Takeaway 2 — Quantization preserves the target task while damaging generality

Lower precision can make GPT-2 much smaller: the paper plots FP64, FP32, BF16, FP8, INT8, and INT4 settings against sonnet chrF and model size. QAFT recovers much of the sonnet score at low precision, but the zero-shot check shows the catch: paraphrase accuracy falls sharply after INT8 QAFT.

Sonnet generation performance versus model size under quantization
Quantization gives the memory win, but low-bit behavior depends on whether the model is only quantized for inference or adapted under quantization.
Zero-shot paraphrase degradation after quantization-aware fine-tuning
The sonnet score hides the broader degradation: zero-shot paraphrase accuracy drops after INT8 QAFT.
The hidden failure mode: QAFT recovers the task you trained on. It doesn't preserve the tasks you didn't. BF16 and FP8 preserve much of the generation quality; INT4 saves more memory but hurts performance without specialized training.

Takeaway 3 — Synthetic data helps, but a stronger teacher is not always better

The original sonnet dataset is tiny. To expand it, we prompt Gemini 2.5 Flash Lite, Flash, and Pro to generate up to 1,000 Shakespearean sonnets, then use those synthetic samples for distillation-style fine-tuning. The results are the paper's most interesting finding: quality, cost, and student capacity interact in a non-obvious way.

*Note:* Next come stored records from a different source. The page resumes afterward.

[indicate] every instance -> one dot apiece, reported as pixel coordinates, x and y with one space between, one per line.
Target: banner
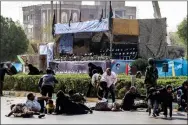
125 27
43 49
50 49
76 66
78 27
66 43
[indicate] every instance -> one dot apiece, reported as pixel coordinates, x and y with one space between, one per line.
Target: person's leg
44 90
1 88
89 90
112 91
165 109
50 91
42 105
170 108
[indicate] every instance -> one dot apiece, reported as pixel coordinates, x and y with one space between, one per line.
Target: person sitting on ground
95 81
76 97
184 96
139 74
47 83
166 98
36 104
33 70
105 106
21 110
50 107
128 100
66 106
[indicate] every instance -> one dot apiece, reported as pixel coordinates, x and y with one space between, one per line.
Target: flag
53 25
110 16
70 19
101 16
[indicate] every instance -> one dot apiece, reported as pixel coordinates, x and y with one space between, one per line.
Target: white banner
78 27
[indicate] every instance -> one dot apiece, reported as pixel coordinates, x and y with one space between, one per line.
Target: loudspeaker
165 67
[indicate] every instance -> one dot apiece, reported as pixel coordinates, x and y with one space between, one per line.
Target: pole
52 10
59 11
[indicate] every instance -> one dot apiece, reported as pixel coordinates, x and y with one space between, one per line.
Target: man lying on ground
128 100
36 104
21 110
66 106
76 97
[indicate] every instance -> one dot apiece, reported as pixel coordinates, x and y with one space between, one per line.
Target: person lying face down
65 106
21 110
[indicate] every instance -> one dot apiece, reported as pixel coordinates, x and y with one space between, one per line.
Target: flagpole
59 11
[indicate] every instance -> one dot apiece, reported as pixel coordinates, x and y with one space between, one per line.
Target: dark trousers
112 91
1 87
103 85
42 105
165 108
47 89
89 89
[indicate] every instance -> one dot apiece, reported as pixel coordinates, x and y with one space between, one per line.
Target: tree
175 39
13 40
182 31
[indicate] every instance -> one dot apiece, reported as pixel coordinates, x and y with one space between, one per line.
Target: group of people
158 98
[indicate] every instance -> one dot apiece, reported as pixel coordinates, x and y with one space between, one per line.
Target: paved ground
139 117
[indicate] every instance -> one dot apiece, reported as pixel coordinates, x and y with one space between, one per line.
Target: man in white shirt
108 81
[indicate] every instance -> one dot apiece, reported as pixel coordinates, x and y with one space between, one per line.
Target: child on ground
50 107
21 110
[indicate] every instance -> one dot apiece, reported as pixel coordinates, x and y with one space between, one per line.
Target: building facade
37 19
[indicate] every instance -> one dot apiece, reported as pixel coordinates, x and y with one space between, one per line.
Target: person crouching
50 107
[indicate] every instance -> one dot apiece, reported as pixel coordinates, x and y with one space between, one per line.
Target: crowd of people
158 98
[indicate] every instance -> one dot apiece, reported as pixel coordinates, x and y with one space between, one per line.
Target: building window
64 17
118 14
75 17
91 16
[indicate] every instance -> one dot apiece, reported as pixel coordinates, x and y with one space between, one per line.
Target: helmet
151 61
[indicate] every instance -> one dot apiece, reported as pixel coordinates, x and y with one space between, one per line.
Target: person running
47 83
107 82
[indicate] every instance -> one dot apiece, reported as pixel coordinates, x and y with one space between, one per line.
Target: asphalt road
139 117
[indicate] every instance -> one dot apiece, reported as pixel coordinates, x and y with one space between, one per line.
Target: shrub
80 83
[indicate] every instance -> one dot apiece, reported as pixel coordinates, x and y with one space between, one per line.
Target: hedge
80 82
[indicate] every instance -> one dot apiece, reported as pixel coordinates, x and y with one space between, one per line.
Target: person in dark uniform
128 100
3 71
33 70
90 73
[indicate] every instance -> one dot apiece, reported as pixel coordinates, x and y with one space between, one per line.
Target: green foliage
80 82
175 39
140 64
13 40
182 31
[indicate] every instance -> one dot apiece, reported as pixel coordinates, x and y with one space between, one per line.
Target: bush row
80 83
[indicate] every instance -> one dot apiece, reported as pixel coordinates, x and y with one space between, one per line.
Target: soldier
151 75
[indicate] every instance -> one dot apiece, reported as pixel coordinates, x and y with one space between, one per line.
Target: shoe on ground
41 116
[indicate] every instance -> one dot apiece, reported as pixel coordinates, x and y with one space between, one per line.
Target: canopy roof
80 27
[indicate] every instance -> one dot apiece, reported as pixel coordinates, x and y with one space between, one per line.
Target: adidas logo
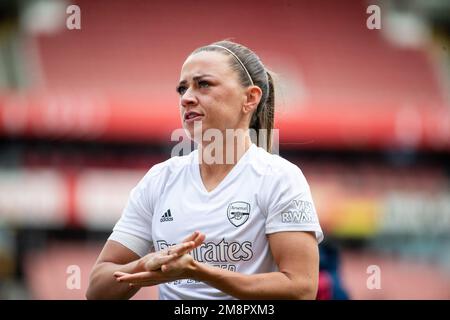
167 216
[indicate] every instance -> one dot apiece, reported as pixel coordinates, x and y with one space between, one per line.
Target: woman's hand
163 266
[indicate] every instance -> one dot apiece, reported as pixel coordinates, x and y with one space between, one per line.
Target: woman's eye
181 90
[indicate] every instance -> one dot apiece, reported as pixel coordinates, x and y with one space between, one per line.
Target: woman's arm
116 259
297 257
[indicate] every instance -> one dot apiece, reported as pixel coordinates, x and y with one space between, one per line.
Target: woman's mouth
192 116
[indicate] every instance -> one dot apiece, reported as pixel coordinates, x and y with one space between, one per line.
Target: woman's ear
253 97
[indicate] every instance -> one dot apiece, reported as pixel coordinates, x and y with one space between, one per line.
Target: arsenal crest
238 213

Gemini 2.5 Flash gives the strongest GPT-2 gains, while Gemini 2.5 Pro generates structurally strong sonnets but does not transfer best to the small student. A more capable teacher can still be a worse fit.

Synthetic sonnet data quality versus scale for Gemini 2.5 models
Flash is the best cost-performance point for GPT-2 in this setup; Pro improves structure but appears harder for the small student to distill.
Teacher Perfect sonnet rate Takeaway
Gemini 2.5 Flash Lite 56% Cheapest, but low enough quality that more data can hurt
Gemini 2.5 Flash 72% Best downstream fit for GPT-2 Small
Gemini 2.5 Pro 75% Most structurally valid, but not the best student result
Best synthetic results.
Best dev chrF: 46.605. Best test chrF: 52.838 (12-sonnet test set). Up from 41.078 at full fine-tuning baseline.